Virtual Prayer Service via Zoom
Wednesdays
February 24th through March 31st
6:00PM - 6:30PM
The quieting, mystical experience of Taizé prayer: Imagine the scene.
Silence.
Church lights dim.
On the altar table and the floor and steps around it, flicker.
This is a Taizé prayer service.
“It is a time to rest in God, to let the words listened to and sung penetrate one’s being.”
There is no preaching, no teaching, no talk of sin or repentance or forgiveness. There is just this elegantly simple service: short chants, repeated over and over in the dark. Plus some short Scripture readings or psalms. And silence, at least 8 or 10 minutes, sometimes more. In 30-45 minutes, it’s over.
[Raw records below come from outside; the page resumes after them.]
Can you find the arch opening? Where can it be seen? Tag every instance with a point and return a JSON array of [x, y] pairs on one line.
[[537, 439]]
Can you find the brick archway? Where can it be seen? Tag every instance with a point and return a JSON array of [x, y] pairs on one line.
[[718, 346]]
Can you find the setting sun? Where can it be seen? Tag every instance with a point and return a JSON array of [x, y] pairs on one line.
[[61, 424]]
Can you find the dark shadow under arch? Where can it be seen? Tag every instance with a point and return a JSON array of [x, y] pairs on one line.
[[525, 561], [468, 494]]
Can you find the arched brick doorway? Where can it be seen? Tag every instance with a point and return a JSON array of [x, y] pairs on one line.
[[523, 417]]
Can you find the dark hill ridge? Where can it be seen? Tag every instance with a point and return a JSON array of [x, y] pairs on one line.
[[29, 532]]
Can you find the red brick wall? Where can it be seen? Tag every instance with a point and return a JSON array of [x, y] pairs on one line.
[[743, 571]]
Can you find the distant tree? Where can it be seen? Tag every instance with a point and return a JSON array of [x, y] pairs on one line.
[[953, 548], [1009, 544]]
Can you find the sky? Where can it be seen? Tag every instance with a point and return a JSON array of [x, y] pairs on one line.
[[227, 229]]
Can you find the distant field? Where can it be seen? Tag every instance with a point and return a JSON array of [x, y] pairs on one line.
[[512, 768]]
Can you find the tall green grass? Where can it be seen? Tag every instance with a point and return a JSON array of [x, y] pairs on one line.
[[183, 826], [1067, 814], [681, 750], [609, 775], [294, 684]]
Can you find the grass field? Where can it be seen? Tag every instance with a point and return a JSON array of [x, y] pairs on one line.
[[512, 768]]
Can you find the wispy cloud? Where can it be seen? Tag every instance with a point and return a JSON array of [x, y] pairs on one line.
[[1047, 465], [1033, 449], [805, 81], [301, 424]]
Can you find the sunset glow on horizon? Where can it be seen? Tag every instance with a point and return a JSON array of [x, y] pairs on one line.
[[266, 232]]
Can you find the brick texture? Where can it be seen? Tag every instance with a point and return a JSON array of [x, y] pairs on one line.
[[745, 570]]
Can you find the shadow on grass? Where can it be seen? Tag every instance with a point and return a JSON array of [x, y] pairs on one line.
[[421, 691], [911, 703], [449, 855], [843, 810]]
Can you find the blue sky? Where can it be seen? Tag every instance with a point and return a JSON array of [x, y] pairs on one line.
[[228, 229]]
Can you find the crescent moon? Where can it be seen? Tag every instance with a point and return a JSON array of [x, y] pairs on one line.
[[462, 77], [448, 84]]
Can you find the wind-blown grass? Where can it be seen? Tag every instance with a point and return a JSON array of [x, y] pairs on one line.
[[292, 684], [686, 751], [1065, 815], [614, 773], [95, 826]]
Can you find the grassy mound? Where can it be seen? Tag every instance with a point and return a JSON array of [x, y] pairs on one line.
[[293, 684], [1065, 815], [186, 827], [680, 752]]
Taizé prayer is the creation of a monastic community in Taizé, France, founded in the 1940s by a Swiss man known as Brother Roger. The brothers there are celibates who emphasize service and ecumenicalism, particularly reconciliation between divided peoples and divided Christians. Brother Roger was especially interested in bringing Catholics and Protestants together.
Surprisingly, the Taizé community in France has also brought together young people - teens to 30-somethings - not the age that typically flocks to church, any church. But flock they do to the Taizé community, which claims 100,000 young pilgrims every year. They work, farm, cook, and pray together three times per day in the Taizé style.
“The simplicity of life seems to offer a refreshing change to young people who come from societies that are drowning in excess, where nothing ever stops, where there is no time to just be, and be together.”